Das Kürzel PKI steht für Public Key Infrastruktur. Die PKI stellt öffentliche Schlüssel bereit zur Generierung, Verteilung und Gültigkeitsprüfung von digitalen Zertifikaten. Diese technische Infrastruktur ermöglicht eine vertrauenswürdige Zuordnung von Informationsobjekten. Diese Informationsobjekte können Personen, Organisationen oder andere Dinge sein. Derartige PKIs werden unter strengen sicherheitsorientieren Bestimmungen betrieben.
Das Prinzip einer PKI basiert auf der asymmetrischen Verschlüsselung. Hierbei wird für jeden Beteiligten, ein zwei verknüpfte Schlüssel erstellt. Einerseits handelt es sich dabei um den persönlichen (geheimen) Schlüssel und einen öffentlichen Schlüssel, welcher für andere PKI-Teilnehmer einsehbar ist. Die PKI bildet quasi eine Art öffentliches Verzeichnis vertrauenswürdiger Identitäten ab.

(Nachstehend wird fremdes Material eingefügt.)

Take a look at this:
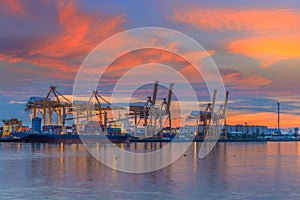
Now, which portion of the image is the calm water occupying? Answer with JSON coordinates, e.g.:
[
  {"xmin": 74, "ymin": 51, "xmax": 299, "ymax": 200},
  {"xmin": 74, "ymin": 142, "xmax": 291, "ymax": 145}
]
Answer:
[{"xmin": 0, "ymin": 142, "xmax": 300, "ymax": 200}]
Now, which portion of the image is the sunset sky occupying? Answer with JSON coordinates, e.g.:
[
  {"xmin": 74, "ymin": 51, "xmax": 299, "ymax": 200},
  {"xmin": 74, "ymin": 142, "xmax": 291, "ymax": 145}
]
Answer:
[{"xmin": 0, "ymin": 0, "xmax": 300, "ymax": 128}]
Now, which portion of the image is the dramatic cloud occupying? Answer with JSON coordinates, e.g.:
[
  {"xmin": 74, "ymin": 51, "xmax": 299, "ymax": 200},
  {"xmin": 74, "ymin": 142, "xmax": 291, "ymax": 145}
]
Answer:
[
  {"xmin": 174, "ymin": 8, "xmax": 300, "ymax": 67},
  {"xmin": 0, "ymin": 1, "xmax": 125, "ymax": 78}
]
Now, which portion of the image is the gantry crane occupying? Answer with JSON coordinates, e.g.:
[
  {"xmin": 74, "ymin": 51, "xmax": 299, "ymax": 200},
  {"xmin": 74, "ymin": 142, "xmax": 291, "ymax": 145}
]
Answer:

Der persönliche geheime Schlüssel ist so generiert, dass eine Datei, die mit dem öffentlichen Schlüssel verschlüsselt wurde, nur mit dem zugehörigen privaten Schlüssel wieder entschlüsselt werden kann. Der private Schlüssel ist u. an dazu in der Lage eine Datei digital zu signieren. Mit dem verknüpften öffentlichen Schlüssel kann jederzeit technisch überprüft werden, ob die Datei seit der Signatur unverändert ist.
In digitalen Zertifikaten finden sich u. a. Informationen über den Gültigkeitszeitraum der Signatur und dem Besitzer der Signatur. Digitale Zertifikate von eIDAS-konformen Vertrauensdiensteanbietern müssen diese Zertifikate nicht im Vorfeld austauschen, denn sie sind in der öffentlichen PKI der EU-Trusted List zugänglich. Die Zertifikate sind jeweils nur begrenzte Zeit gültig. Für die derzeit verwendeten bzw. sich in Planung befindlichen elektronischen Ausweisdokumente werden zwei Public Key Infrastrukturen benötigt.